On the night of July 23 the masses thronged to the streets. It was less than two weeks after the first tent was set up on Rothschild Boulevard. Something new and exciting was in the air, the likes of which had not been seen before. I wrote at the time: "One day maybe Israelis will be asked by their children, where were you on the night of the 23rd?" Barely half a year later I fear this question may never be asked. Perhaps it no longer matters.
Prices are rising again, the cottage-cheese discounts are over, the rich are recovering from the blow, the defense budget has grown again, the settlements continue to thrive and Daphni Leef is once again looking for an apartment. The housing shortage, which generated that summer, has not decreased one iota. The word "revolution" has been returned, for the time being, to the history books and dictionaries, and very few still speak about change. The city square is deserted again.
Between the first tent in July and the last to be uprooted from Rothschild Boulevard in October, hope broke forth. Many felt they were a people again. The language, agenda, political jargon, spirit and above all, the power order, changed. Civil society finally woke up and took action. No longer will our fate be sealed merely by cynical politicians and narrow-minded generals.
Tent-dwellers from cities and the periphery, protesters and homeless people alike, felt the power was in their hands.
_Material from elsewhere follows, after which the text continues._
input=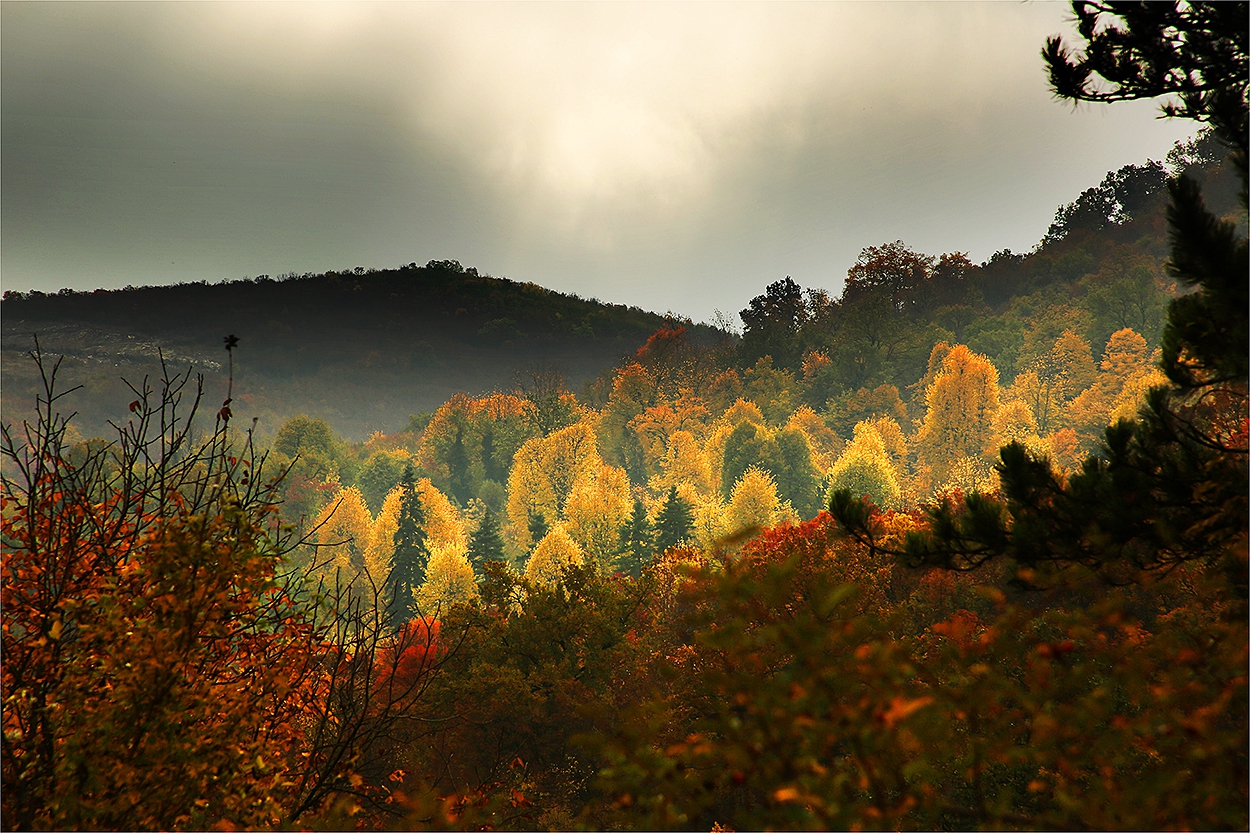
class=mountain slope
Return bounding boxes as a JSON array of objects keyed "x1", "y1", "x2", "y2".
[{"x1": 0, "y1": 261, "x2": 724, "y2": 439}]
The routine security language was replaced by socio-civil language, the wealthy-worship changed into contempt for their way of life.
But the protest was too impatient, good-tempered and polite. It craved consensus and didn't dare touch the really critical issues, like the defense budget and occupation. But without changing these, no revolution is possible.
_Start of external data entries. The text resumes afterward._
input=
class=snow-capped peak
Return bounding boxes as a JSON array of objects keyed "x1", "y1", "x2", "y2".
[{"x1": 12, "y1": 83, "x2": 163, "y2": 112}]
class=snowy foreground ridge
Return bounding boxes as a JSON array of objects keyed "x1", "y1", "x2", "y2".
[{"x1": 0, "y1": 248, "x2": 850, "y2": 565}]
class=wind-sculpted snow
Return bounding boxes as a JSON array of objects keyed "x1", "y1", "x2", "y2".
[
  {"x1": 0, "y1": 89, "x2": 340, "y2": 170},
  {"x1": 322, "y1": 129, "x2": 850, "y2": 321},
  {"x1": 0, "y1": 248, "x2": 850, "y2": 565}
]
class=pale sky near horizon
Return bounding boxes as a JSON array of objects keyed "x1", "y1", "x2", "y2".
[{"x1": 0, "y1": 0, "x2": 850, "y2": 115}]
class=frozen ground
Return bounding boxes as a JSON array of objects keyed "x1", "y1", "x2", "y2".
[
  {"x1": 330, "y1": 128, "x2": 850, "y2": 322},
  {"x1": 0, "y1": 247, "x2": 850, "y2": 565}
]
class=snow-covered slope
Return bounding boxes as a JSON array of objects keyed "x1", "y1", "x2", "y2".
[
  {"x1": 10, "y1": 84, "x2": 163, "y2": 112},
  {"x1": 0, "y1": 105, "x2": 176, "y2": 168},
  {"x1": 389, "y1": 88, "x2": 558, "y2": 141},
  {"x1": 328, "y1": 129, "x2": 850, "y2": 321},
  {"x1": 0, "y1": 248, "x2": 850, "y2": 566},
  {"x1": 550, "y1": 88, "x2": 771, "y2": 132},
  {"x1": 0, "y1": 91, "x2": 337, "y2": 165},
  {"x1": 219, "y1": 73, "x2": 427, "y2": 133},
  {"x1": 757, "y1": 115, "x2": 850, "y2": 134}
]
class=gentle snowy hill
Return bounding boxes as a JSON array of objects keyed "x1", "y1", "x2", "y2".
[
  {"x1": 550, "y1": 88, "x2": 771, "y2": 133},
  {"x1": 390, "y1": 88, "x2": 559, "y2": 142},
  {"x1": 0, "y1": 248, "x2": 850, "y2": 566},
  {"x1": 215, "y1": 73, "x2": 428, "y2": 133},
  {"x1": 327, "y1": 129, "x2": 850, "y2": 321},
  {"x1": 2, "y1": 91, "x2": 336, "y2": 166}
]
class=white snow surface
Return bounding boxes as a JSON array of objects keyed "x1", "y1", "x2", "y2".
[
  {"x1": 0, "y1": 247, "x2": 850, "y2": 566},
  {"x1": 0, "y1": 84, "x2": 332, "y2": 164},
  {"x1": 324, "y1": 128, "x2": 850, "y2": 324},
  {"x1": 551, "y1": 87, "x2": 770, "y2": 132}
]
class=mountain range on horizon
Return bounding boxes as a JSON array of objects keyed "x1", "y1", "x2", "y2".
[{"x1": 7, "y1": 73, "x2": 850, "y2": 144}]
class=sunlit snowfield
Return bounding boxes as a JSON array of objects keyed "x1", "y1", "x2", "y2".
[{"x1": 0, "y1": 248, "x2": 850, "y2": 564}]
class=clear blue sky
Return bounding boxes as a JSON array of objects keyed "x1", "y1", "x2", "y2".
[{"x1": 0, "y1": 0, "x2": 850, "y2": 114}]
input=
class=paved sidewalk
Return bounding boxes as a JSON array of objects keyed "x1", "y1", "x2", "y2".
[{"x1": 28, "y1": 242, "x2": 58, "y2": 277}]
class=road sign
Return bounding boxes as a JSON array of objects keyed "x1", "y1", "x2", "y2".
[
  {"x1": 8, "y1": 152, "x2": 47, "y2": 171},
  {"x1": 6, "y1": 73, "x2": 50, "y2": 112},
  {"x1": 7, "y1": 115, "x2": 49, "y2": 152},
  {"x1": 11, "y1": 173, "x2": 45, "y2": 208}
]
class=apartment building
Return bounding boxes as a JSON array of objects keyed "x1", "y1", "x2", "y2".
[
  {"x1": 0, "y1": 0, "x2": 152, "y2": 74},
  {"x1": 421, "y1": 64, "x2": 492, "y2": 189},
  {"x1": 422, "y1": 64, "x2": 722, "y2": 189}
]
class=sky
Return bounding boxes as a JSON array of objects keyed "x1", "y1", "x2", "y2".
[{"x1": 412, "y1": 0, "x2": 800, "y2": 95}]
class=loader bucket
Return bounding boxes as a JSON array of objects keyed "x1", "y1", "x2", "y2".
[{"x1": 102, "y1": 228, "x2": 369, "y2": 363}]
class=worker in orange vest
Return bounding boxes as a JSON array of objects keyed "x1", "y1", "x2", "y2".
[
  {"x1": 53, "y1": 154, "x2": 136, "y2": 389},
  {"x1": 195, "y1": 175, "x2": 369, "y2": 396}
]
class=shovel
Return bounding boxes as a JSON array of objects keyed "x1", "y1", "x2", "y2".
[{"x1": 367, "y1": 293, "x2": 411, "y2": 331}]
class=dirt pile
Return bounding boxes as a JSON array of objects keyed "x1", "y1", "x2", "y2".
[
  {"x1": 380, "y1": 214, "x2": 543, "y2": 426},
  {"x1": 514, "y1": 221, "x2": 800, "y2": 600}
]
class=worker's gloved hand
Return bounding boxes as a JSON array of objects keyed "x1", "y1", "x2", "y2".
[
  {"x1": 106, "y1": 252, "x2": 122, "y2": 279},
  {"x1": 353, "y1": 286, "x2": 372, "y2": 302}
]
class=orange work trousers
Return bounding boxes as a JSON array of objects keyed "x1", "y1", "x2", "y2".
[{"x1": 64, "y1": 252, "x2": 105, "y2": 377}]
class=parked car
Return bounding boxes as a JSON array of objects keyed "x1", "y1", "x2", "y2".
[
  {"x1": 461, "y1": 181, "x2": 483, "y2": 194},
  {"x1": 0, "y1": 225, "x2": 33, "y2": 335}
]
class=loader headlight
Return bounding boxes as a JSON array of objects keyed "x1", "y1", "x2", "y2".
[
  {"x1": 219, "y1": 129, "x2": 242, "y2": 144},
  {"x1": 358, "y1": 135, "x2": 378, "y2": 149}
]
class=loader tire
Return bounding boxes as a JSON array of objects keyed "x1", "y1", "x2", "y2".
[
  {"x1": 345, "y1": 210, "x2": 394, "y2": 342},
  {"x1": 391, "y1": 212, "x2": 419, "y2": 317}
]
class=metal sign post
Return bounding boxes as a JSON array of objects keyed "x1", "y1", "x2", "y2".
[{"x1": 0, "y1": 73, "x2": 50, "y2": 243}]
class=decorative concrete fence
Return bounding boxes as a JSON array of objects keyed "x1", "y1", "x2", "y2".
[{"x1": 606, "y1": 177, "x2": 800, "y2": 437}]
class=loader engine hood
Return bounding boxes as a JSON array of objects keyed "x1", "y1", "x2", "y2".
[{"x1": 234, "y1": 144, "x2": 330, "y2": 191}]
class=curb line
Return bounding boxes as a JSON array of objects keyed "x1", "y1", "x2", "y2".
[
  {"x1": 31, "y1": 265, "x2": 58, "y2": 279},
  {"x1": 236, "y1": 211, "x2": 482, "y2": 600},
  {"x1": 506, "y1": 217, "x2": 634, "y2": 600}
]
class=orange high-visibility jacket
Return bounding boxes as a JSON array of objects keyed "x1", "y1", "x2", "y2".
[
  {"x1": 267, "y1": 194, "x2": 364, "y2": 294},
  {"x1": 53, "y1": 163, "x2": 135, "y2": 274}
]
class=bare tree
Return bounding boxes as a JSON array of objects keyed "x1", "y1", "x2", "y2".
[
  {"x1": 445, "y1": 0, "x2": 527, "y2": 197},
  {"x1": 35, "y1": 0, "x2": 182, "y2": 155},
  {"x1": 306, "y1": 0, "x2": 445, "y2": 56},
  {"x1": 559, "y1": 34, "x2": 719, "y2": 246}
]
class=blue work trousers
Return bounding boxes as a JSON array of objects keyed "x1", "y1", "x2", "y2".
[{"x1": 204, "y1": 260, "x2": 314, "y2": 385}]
This was probably the protest movement's fateful mistake. It wanted too much and didn't get enough. It ended with a committee. But a real revolution cannot end with a committee.
So we've had one summer of hope and an autumn of disappointment, but it's too early to say what remains and what has evaporated. That's what deep currents are like - they change course slowly.
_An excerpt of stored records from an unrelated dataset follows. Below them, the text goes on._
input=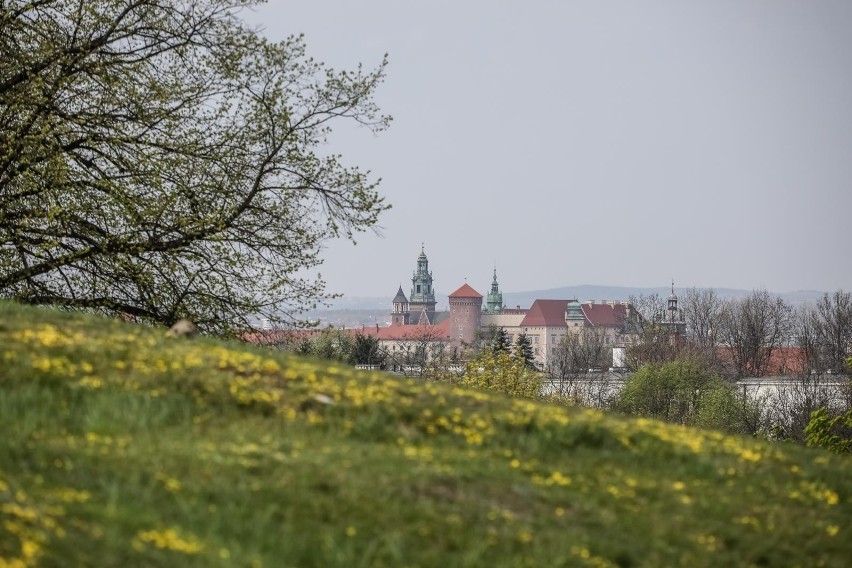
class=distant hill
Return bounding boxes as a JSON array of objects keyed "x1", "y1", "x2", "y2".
[
  {"x1": 308, "y1": 284, "x2": 824, "y2": 327},
  {"x1": 0, "y1": 302, "x2": 852, "y2": 568}
]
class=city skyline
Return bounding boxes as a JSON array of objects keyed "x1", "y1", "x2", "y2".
[{"x1": 244, "y1": 0, "x2": 852, "y2": 297}]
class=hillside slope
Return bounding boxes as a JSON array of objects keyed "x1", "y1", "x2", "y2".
[{"x1": 0, "y1": 303, "x2": 852, "y2": 568}]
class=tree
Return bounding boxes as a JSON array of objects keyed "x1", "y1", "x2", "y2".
[
  {"x1": 720, "y1": 290, "x2": 792, "y2": 377},
  {"x1": 485, "y1": 325, "x2": 511, "y2": 353},
  {"x1": 542, "y1": 327, "x2": 615, "y2": 407},
  {"x1": 454, "y1": 350, "x2": 541, "y2": 398},
  {"x1": 512, "y1": 332, "x2": 536, "y2": 369},
  {"x1": 681, "y1": 288, "x2": 723, "y2": 363},
  {"x1": 615, "y1": 359, "x2": 766, "y2": 434},
  {"x1": 351, "y1": 333, "x2": 385, "y2": 368},
  {"x1": 0, "y1": 0, "x2": 389, "y2": 331},
  {"x1": 812, "y1": 290, "x2": 852, "y2": 372},
  {"x1": 625, "y1": 293, "x2": 678, "y2": 370}
]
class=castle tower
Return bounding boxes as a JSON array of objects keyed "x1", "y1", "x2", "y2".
[
  {"x1": 485, "y1": 266, "x2": 503, "y2": 314},
  {"x1": 391, "y1": 286, "x2": 410, "y2": 325},
  {"x1": 565, "y1": 298, "x2": 586, "y2": 333},
  {"x1": 408, "y1": 247, "x2": 435, "y2": 323},
  {"x1": 449, "y1": 284, "x2": 482, "y2": 347},
  {"x1": 660, "y1": 280, "x2": 686, "y2": 344}
]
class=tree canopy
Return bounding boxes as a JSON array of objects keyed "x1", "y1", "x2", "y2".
[{"x1": 0, "y1": 0, "x2": 390, "y2": 331}]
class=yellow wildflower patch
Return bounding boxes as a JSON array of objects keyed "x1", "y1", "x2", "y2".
[{"x1": 131, "y1": 528, "x2": 204, "y2": 554}]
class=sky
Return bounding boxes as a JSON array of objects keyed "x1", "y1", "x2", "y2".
[{"x1": 244, "y1": 0, "x2": 852, "y2": 297}]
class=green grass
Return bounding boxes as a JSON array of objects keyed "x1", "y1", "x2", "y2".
[{"x1": 0, "y1": 303, "x2": 852, "y2": 568}]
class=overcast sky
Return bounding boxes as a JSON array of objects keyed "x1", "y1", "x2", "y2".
[{"x1": 243, "y1": 0, "x2": 852, "y2": 297}]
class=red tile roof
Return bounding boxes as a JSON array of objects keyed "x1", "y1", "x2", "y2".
[
  {"x1": 359, "y1": 318, "x2": 450, "y2": 341},
  {"x1": 450, "y1": 284, "x2": 482, "y2": 298},
  {"x1": 521, "y1": 300, "x2": 627, "y2": 327},
  {"x1": 581, "y1": 302, "x2": 627, "y2": 327},
  {"x1": 521, "y1": 300, "x2": 568, "y2": 327}
]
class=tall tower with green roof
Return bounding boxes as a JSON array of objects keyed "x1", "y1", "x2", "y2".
[
  {"x1": 485, "y1": 266, "x2": 503, "y2": 314},
  {"x1": 408, "y1": 246, "x2": 435, "y2": 323}
]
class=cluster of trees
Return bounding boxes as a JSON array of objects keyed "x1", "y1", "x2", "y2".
[
  {"x1": 0, "y1": 0, "x2": 390, "y2": 332},
  {"x1": 543, "y1": 289, "x2": 852, "y2": 447},
  {"x1": 628, "y1": 289, "x2": 852, "y2": 378},
  {"x1": 270, "y1": 327, "x2": 387, "y2": 369}
]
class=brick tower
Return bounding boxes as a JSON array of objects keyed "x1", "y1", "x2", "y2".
[
  {"x1": 391, "y1": 286, "x2": 410, "y2": 325},
  {"x1": 449, "y1": 284, "x2": 482, "y2": 347}
]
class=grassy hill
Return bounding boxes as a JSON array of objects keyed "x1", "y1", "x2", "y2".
[{"x1": 0, "y1": 303, "x2": 852, "y2": 568}]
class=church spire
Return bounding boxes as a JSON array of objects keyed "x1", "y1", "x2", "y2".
[
  {"x1": 485, "y1": 262, "x2": 503, "y2": 314},
  {"x1": 408, "y1": 243, "x2": 436, "y2": 321}
]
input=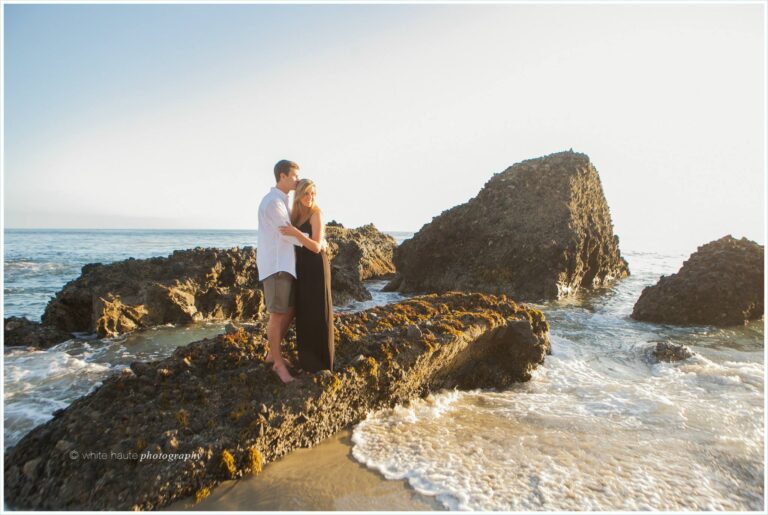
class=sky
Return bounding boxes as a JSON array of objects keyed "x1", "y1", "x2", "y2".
[{"x1": 2, "y1": 2, "x2": 766, "y2": 253}]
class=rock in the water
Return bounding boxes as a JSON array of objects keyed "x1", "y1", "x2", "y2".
[
  {"x1": 651, "y1": 342, "x2": 693, "y2": 362},
  {"x1": 632, "y1": 235, "x2": 765, "y2": 326},
  {"x1": 325, "y1": 224, "x2": 397, "y2": 306},
  {"x1": 5, "y1": 293, "x2": 549, "y2": 510},
  {"x1": 3, "y1": 317, "x2": 72, "y2": 349},
  {"x1": 387, "y1": 151, "x2": 629, "y2": 301},
  {"x1": 36, "y1": 225, "x2": 396, "y2": 337},
  {"x1": 42, "y1": 247, "x2": 264, "y2": 337}
]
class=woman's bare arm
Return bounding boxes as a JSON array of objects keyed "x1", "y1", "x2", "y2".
[{"x1": 280, "y1": 211, "x2": 325, "y2": 254}]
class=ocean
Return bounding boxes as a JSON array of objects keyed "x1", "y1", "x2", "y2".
[{"x1": 4, "y1": 230, "x2": 765, "y2": 511}]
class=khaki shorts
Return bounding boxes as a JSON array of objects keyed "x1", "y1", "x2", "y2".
[{"x1": 262, "y1": 272, "x2": 296, "y2": 313}]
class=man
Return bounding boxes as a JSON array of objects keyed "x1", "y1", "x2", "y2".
[{"x1": 256, "y1": 159, "x2": 301, "y2": 384}]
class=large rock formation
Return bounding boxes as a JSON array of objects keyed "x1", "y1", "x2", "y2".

"The rest will be told as Israeli history," Professor Manuel Trajtenberg waxed lyrical at the end of his dramatic news conference. The question what remains to be told, if anything, is hovering in the air. So far only free education from age three remains from Trajtenberg's promises. Too little.
The winter of 2012 is different from the winter of 2011. Not as different as the protesters had hoped, but different. Bank Leumi was forced to cancel a foolish charity competition due to consumers' protest over the participation of Zo Artzeinu, the grandiose weddings of the filthy rich have disappeared and a group of Knesset members had to forfeit the initiative to cancel price tags on supermarket products. The fact that Knesset members even dared to propose such a thing means the protest has failed. Their retraction means it hasn't failed completely.
One may also assume the next election campaign will not focus only on Iran and the West Bank settlements, but also on civil issues.
Daphni Leef has become a celebrity, Stav Shafir is traveling throughout the country, Itzik Shmuli is heading for politics. How will we remember them in the winter of 2013? The people demanded social justice and did not get it. The people is still demanding social justice - but much less.